Sabda Hidup
Sabtu, 25 Desember 2021, Hari Raya Natal
Bacaan: Yes. 52:7-10; Mzm. 98:1,2-3ab,3cd-4,5-6; Ibr. 1:1-6; Yoh. 1:1-18
Kisah Natal telah berulang kali diceriterakan dan telah berulang kali juga kita dengar.
Maria melahirkan dalam gelapnya malam yang dingin; bayi yang baru lahir, rentan, ringkih; lahir di kandang (entah kandang atau gua), karena tak seorangpun memberi ibu dan bapanya tempat untuk menginap.
Semua terjadi dalam suatu kontras bukan? Ada kegelapan malam, tetapi cahaya terang kasih Allah ada pada bayi itu. Bayi itu lahir di malam dingin, tetapi ia membawa api kasih Allah ke bumi ini dan betapa Ia mengharapkan api itu menyala. Bayi itu begitu kecil, ringkih; tetapi Dialah Sang Sabda, yang dari semula adalah Allah dan ada bersama Allah (Yoh 1: 1).
Binatang-binatang hina dan para gembala miskin yang mengelilingi bayi itu, namun para malaikat Allah bernyanyi memaklumkan kelahiran-Nya. Bayi itu miskin dan berasal dari keluarga orang miskin, namun segala kuasa Allah adalah milik-Nya. Kandang hewan itu hina, tetapi Raja segala rajalah yang lahir di dalamnya.
Mengapa kisah kelahiran-Nya terjadi seperti itu? Mengapa Sang Juruselamat datang sebagai bayi yang lemah? Mengapa tidak datang langsung sebagai orang dewasa saja? Mengapa Sang Sabda yang menjelma itu hadir sebagai seorang yang miskin dan ringkih? Mengapa tidak menjelma sebagai Kaisar Roma? Mengapa lahir di musim dingin, pada waktu malam?
Mengapa Sang Juruselamat lahir bukan di musim yang lebih hangat, di bulan Mei misalnya?
Jawabannya ada dalam diri kita. Kita sendiri sering berada dalam kontras, paradoks. Kita adalah anak-anak terang, tetapi lebih suka kegelapan dan dingin (Yoh 1: 5). Kita sering hidup dalam kegelapan. Hati kita dingin. Walau demikian ada kerinduan dalam diri kita masing-masing yang tidak tinggal diam. Kita menginginkan terang dan kehangatan – dalam diri sesama, dalam diri kita, dalam Allah. Kita merindukan kasih, walau sering kali juga kita menyangkalnya.
Kita mencari dan membungkus diri dan tinggal dalam hati yang dingin. Kita khawatir kalau-kalau realitas kehidupan kita hanya malam gelap yang dingin.

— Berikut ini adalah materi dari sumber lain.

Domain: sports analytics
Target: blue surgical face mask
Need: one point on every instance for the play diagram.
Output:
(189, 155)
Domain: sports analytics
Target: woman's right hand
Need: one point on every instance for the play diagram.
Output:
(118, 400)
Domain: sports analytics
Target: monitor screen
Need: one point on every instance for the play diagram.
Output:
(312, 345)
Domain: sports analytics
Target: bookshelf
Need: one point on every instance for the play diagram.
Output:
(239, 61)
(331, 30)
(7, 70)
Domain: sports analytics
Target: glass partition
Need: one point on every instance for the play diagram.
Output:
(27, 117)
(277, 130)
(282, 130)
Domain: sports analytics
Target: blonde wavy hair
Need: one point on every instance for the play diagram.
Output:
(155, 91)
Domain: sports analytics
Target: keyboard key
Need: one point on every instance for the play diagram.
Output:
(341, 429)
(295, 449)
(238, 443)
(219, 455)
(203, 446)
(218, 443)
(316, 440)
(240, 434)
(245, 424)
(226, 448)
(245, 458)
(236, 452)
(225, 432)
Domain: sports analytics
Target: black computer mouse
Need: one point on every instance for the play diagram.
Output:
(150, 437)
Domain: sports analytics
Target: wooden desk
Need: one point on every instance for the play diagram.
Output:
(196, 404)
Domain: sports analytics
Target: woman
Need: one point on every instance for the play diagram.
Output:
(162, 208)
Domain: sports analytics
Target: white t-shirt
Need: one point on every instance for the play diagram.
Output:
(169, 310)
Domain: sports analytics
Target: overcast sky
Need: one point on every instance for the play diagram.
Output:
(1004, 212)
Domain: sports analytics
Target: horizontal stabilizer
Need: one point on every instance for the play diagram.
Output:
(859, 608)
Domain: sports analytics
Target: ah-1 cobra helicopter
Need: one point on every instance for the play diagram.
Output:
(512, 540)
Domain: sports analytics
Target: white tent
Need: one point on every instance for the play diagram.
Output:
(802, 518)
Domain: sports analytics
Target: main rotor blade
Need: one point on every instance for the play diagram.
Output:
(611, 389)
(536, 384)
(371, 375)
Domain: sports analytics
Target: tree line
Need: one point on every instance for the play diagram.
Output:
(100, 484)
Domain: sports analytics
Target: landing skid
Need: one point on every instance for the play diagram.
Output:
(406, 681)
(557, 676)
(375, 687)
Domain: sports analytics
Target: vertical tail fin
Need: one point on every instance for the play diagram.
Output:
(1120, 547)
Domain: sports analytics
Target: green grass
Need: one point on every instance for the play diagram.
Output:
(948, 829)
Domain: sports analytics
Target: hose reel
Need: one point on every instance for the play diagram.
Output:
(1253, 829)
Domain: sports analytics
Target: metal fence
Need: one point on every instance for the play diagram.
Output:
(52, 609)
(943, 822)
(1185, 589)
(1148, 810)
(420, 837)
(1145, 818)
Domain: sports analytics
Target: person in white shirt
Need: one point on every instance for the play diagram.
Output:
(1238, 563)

Tetapi, siapa yang merasa terancam dengan kelahiran bayi kecil di kandang hewan itu? Hati dingin siapa yang melawan bayi ringkih itu? Dalam gelapnya malam dan dinginnya hati, bayi itu lahir. Terang itu bercahaya dalam kegelapan. Mari, biarkan terang itu menembus relung-relung terdalam hati kita dan melalui diri kita memancar ke sekitar kita, kepada sesama. Biarkan kehangatan kasih Allah membungkus diri kita dan melaui diri kita kehangatan itu merambat ke sekitar kita.
“It is Christmas every time you let God love others through you…yes, it is Christmas every time you smile at your brother and offer him your hand.” – Ibu Teresa dari Calcutta.